Le Grand Maître Fra’ Matthew Festing a reçu aujourd’hui le corps diplomatique accrédité près l’Ordre de Malte pour l’audience du début de la nouvelle année. La rencontre a eu lieu à la Villa Magistrale sur l’Aventin.
Ci-dessous le discours du Grand Maître
M. le Doyen, Excellences, Mesdames et Messieurs,
La nouvelle année a commencé dans les circonstances les plus dramatiques et les plus violentes. L’attaque terroriste la plus meurtrière depuis la dernière guerre en France, qui a causé la mort de 17 personnes à Paris, représente une agression brutale contre nos valeurs fondamentales, la liberté d’expression et la tolérance.
En outre, au Nigeria, loin de la clameur des médias, 2000 personnes auraient été tuées dans une attaque de masse perpétrée par les milices de Boko Haram, le mouvement islamiste qui l’année dernière a enlevé plus de 250 écolières.
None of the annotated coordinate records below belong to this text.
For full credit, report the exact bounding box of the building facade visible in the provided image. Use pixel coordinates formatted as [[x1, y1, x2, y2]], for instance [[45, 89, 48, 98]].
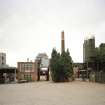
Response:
[[17, 62, 37, 81], [0, 53, 6, 65], [0, 52, 17, 83]]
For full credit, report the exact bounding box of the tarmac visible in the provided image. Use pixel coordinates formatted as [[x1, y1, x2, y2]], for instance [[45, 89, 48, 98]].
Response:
[[0, 81, 105, 105]]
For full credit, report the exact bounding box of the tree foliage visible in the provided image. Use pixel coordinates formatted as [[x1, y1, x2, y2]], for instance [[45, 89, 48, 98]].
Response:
[[50, 49, 73, 82]]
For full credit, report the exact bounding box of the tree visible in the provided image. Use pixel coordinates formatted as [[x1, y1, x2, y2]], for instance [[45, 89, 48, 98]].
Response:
[[50, 49, 73, 82]]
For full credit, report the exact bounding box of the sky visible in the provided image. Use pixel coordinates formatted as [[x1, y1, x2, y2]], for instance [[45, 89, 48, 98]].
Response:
[[0, 0, 105, 66]]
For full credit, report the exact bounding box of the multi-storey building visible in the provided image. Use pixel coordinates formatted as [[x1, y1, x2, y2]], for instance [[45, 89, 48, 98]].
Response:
[[0, 52, 17, 83], [17, 62, 37, 81], [0, 53, 6, 65]]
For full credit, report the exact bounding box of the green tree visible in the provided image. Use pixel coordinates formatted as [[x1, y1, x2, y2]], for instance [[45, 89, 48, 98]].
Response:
[[50, 49, 73, 82]]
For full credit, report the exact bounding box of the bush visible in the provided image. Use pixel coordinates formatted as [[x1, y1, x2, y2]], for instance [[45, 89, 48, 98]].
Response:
[[50, 49, 73, 82]]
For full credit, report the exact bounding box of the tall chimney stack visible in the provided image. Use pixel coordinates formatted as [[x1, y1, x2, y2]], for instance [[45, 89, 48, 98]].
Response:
[[61, 31, 65, 53]]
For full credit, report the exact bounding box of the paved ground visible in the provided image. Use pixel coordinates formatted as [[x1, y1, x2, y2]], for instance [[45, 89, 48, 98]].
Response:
[[0, 81, 105, 105]]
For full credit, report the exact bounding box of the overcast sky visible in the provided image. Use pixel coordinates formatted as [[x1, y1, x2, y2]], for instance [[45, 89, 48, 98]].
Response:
[[0, 0, 105, 66]]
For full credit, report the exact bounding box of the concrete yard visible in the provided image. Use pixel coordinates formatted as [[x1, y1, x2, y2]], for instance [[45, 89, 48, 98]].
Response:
[[0, 81, 105, 105]]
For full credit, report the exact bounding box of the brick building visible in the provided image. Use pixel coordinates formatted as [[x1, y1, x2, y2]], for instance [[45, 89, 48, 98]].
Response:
[[17, 62, 37, 81]]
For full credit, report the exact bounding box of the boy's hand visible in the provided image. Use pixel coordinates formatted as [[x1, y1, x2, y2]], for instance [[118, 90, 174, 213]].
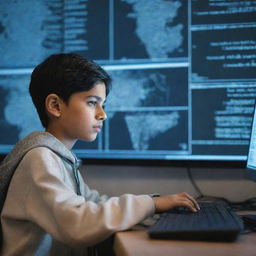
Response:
[[153, 192, 200, 213]]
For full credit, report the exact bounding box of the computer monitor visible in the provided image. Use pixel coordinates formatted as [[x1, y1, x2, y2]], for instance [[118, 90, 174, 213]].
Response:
[[246, 104, 256, 181]]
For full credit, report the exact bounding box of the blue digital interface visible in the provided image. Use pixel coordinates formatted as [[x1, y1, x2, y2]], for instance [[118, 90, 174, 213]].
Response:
[[0, 0, 256, 161]]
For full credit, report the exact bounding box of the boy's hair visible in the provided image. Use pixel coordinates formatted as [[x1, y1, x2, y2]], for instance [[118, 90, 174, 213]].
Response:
[[29, 53, 111, 128]]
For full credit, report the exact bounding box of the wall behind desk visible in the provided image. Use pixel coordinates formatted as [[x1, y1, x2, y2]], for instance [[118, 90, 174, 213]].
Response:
[[81, 165, 256, 202]]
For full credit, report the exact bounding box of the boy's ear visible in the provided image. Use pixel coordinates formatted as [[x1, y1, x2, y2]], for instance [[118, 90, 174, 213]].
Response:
[[45, 93, 62, 117]]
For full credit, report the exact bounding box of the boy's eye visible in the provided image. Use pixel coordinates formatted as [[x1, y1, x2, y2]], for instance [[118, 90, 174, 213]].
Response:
[[88, 101, 97, 107]]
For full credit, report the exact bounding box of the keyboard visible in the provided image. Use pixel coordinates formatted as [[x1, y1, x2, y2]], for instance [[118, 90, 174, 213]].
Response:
[[148, 203, 243, 241]]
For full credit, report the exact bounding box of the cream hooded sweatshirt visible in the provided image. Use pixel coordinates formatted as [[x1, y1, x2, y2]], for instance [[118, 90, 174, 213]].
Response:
[[0, 132, 155, 256]]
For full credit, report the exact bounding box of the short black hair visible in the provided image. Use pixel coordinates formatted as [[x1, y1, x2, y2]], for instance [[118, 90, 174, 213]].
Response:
[[29, 53, 111, 128]]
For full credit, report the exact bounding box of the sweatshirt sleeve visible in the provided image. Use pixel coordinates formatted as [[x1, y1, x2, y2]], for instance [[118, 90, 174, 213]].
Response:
[[22, 148, 155, 247]]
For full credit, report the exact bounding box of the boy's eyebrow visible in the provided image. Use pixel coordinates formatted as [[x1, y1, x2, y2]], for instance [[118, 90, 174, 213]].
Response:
[[86, 95, 106, 103]]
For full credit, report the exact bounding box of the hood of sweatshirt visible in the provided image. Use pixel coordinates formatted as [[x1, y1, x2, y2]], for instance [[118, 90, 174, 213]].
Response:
[[0, 132, 78, 212]]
L’Ordre souverain de Malte condamne fermement toute forme de violence, physique, psychologique et morale, et réaffirme avec force son engagement contre toute forme d’intolérance et de violence perpétrée au nom de la religion.
Monsieur le Doyen, Excellences, Mesdames et Messieurs,
Je suis très heureux de vous accueillir ici aujourd’hui pour ce traditionnel échange de vœux en ce début d’année. Je tiens à saluer particulièrement les ambassadeurs qui ont récemment commencé à nous apporter, par leur travail, leur précieuse contribution. Je vous remercie pour vos vœux et la gratifiante estime pour le travail de l’Ordre exprimés par le Doyen en votre nom. Je vous assure que ma gratitude n’est pas formelle : en ces temps difficiles et souvent dramatiques, l’engagement humanitaire de l’Ordre de Malte n’a jamais eu tant besoin de soutien, de participation et d’encouragement.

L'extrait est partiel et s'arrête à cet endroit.